I’ve had to do this on a number of occasions with people and it has been good, if not easy. It stops things festering.
Here’ some final thoughts on this process.
1) It is very clear from the passage that we are to just do it. Many people handle conflict very badly. Many don’t know how to deal with conflict. This passage tells us clearly what to do.
2) The easiest way to handle conflict is to either push it under the carpet or to walk away from the relationship. With the first one of these you often find that the issue you pushed under the carpet has a way of crawling out again! The second option, although often appealing, is actually the cowardly thing to do.

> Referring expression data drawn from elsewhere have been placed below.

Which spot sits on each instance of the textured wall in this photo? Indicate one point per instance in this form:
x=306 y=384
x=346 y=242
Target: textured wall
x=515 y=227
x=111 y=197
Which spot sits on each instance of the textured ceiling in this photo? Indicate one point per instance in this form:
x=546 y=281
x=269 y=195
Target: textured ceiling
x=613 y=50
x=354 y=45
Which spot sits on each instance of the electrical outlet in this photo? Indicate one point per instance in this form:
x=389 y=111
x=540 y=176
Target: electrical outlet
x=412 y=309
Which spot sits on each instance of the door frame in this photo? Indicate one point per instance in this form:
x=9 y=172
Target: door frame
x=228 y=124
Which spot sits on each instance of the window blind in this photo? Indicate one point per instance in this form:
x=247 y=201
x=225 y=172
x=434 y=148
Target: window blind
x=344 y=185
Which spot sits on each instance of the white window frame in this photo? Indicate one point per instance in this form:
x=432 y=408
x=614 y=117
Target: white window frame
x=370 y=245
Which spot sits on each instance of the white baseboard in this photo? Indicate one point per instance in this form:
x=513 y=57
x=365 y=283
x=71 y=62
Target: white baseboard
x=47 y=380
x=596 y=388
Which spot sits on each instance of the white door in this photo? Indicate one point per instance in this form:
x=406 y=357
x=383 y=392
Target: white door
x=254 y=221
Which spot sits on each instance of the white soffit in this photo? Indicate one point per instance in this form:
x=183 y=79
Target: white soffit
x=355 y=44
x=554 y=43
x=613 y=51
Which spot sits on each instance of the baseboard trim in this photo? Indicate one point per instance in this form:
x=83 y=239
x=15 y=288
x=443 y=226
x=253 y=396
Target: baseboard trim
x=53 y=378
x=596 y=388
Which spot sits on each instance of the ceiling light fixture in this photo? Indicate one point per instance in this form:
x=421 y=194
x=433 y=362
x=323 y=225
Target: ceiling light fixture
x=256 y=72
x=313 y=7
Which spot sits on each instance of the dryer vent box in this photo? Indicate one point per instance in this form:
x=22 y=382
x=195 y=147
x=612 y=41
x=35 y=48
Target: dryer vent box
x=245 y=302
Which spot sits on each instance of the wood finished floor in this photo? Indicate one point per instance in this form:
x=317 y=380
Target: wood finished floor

That’s NOT the attitude of Jesus Christ. He calls us to be brave: to face up to conflict and work for relationships restored.
3) If we don’t follow this process, what will happen? If we look in 2 Cor 12:20 we see that gossip is spread and rumours circulate. There should be no place for that in God’s church. If we handle things badly we make room for devil to come in – and he will – and we know he loves to destroy, not build: to tear down, not build up (Eph 4:27). In fact sometimes we can do devil’s work for him as we allow groups or cliques to form around particular issues or personalities. This can be a bad witness to those outside church. When some are working very hard trying to grow church it’s just not helpful when others destroy it from inside.
4) If someone comes to you and says you’ve offended them, then what?
Listen to them. If you know you’ve acted in wrong way, say so – apologise. If you don’t think you have done anything wrong, don’t take offence. Have a tough skin. Be humble and say something like: ‘if I’ve offended you, I’m sorry. If I’ve done something without realising, I’m sorry’. Then Pray. Pray together if you can. When we pray, we welcome the presence of God. This is always a good thing! Our unity is in GOD and praying helps us remember and experience that truth.
Finally, when it comes to conflict, never forget: God’s given you two ears and one mouth – use them in that proportion.
(This is a re-blog of my post dated 21st April 2011).